Il arrive parfois que, pour définir un style musical, on ne soit réduit faute de mieux qu'à citer les grandes références du genre pour que l'interlocuteur puisse à l'oreille, à défaut de pouvoir y poser des mots, reconnaître ce style au fur et à mesure que son expérience dans ce domaine croît. En effet, le seul fait de dire qu'il s'agit d'une musique rapide et violente ne suffit pas à réellement distinguer le thrash des autres styles extrêmes. Rajouter qu'il s'agit globalement d'une fusion entre punk, speed et NWOBHM est déjà plus satisfaisant mais là encore, on restreint le thrash qu'à une série d'influences, d'autant plus qu'il faut que la personne connaisse ces fameuses racines.
Alors, sachant pertinament qu'il s'agit bien plus que celà, on en finit par dépit à citer l'incontournable Big Four. Réponse convenable? Les ascendances heavy pour
Metallica, speed pour
Megadeth ou hardcore pour
Anthrax sont malgré leur génie trop importantes pour définir le thrash "pur", tandis que
Slayer a tant ouvert les portes aux musiques plus extrêmes qu'il sera dur pour un profane de ne pas se perdre dans la confusion.

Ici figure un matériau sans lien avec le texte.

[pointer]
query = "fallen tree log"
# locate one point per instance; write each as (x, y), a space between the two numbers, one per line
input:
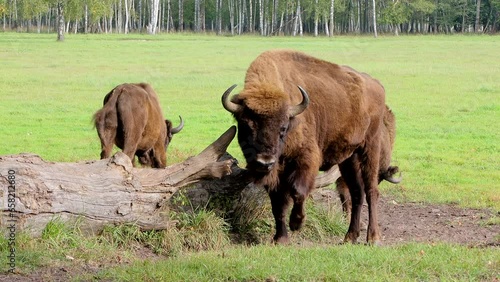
(112, 191)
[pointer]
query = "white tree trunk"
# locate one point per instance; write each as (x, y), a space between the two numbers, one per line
(153, 23)
(332, 14)
(478, 16)
(261, 18)
(127, 16)
(60, 22)
(316, 18)
(374, 21)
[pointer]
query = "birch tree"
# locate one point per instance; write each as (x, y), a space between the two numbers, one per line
(332, 17)
(181, 15)
(60, 21)
(374, 20)
(153, 20)
(478, 16)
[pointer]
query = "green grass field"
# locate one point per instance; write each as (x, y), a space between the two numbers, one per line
(444, 91)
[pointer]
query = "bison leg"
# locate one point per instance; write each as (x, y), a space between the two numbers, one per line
(279, 204)
(159, 157)
(106, 130)
(372, 194)
(107, 137)
(370, 174)
(351, 174)
(345, 197)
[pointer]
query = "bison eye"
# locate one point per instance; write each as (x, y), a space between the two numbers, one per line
(283, 130)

Alors, qui pour représenter l'essence même du thrash? Sans réelle réponse exacte, j'en suis venu à penser avec le temps qu'il serait bon d'aller voir dans les groupes plus anonymes et peut-être plus intègre pour y trouver décente satisfaction. Tout cela pour dire que je crois en tenir un bon candidat en la personne de
Silence, avec leur unique production sorti en 1990: "
Vision".
Ces américains nous ont pondu une musique d'une intransigeance rare, extrême en termes de thrash. La frénésie ne connait ici pas de limites à l'instar d'un "Pitbull" aux crocs mélodiques. Etouffant et intense jusqu'à la moelle, les gars de Washington ont mis tous les atouts de leur côté: un époustouflant sens du riff, un batteur incontenable et un Ben Gaither au chant tranchant parfois proche d'un Osegueda des grands soirs, surtout durant "Death By Womba", qui échange avec des back vocals typés hardcore comme dans "
Dark Tide
Rising".
Même les passages en mid-tempo sont emplis d'une rage qui transparait car impossible à contenir. "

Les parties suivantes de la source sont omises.